Дежурим только – так, как молодые глаза, а не с оружием, как боевики. Высмотреть што, да упредить успеть. Фира хотела было тоже, но тётя Песя при полном моём одобрении закрутила её за ухи обратно.

Военные выставили патрули, но солдаты стараются не замечать никово и ничево.

Промелькнул мальчишечка, ну и Бог с ним! Не стрелять же. Если офицер или унтер не начинает орать и тыкать пальцем, так ну и ладно. Не хотят, значицца, кровь проливать народную.

После полуночи нас сменили на посту, но не успели мы уйти, как прибежал гонец от Пересыпи.

— Предлагают не идти на работы, сказавшись боязнью солдат!

Предложение пришлось по нраву не всем, потому как есть народ робкий и те, кто и так висит как первый кандидат на увольнение. Но против общества идти не решились, потому как среди людей живут. Новую работу найти ещё можно, а вот с новыми соседями сложней.
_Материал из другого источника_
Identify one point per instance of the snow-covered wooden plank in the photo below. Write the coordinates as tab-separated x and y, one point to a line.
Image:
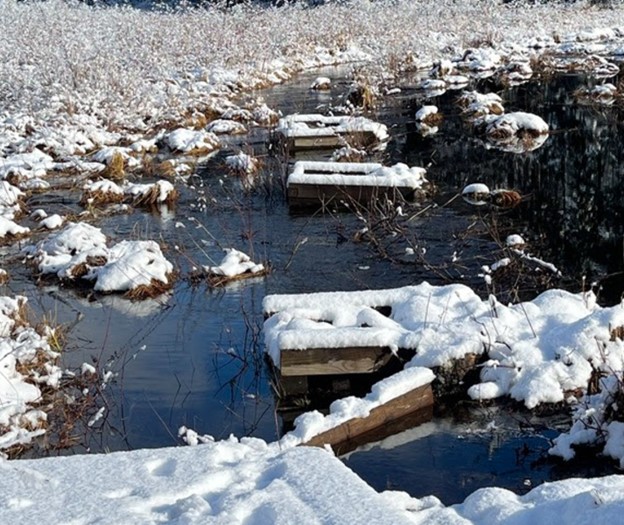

— Для газет приняли, — важно сказала близкая к слухам тётя Песя, накладывая нам немножечко перекусить.

— Так боимся, так боимся! — засмеялся я, а вслед за мной и Фира.

— Не балбесничай, — тётя Песя упрела руки в бока. — На твоё хи-хи есть большая, средняя и малая политика, придуманная умными людьми! Как там…

Она наморщила лоб, вспоминая, но Фира вылезла поперёд матери, и затараторила:

— Через такое недоверие и опаску репортёры будут ждать любого ици… инцидента, выжимая из него максимум.

— Ну да, — кивнула тётя Песя, умилённо поглядев на умненькую дочу, — как-то так.


Засыпал я тяжко, всё переживал за совесть. Вроде и сделал через Косту хорошее дело, а получилось как обычно. Ворочался, ворочался, вспоминал то горничную погибшую, то иных. А потом и заснул.

С утра началось всякое, и не всегда хорошее. Попервой зашевелились солдаты, подтягивая патрули поближе. Но от нас молчок, только показали себя за баррикадами – дескать, бдим, не надейтесь. И тишина… нехорошая такая, от которой отогнали детей и женщин.

Потом пошли парламентёры от Зеленого, наши переговариваться не стали. Покричали только, што боятся солдат, и потому на работы не пойдут. Снова тишина.

Тётя Хая, которая Кац, нервничала и вкусно грызла ногти. Среди женщин в нашем дворе она считается за самую умную, а мужчины все на баррикадах. Даже кто воевать и не хочет, то хоть промелькнуть там надо, показать промеж своих намерение и серьёзность характера. Иначе всё, без уважения. А оно зачем тогда жить, если без нево?

— Хая, — обратилась к ней одна из тёток, нервно трущая полотенцем давно уже чистые руки и прислушивающаяся к чему-то там вдали, — ну хоть ты давай! Поговори што-нибудь умное!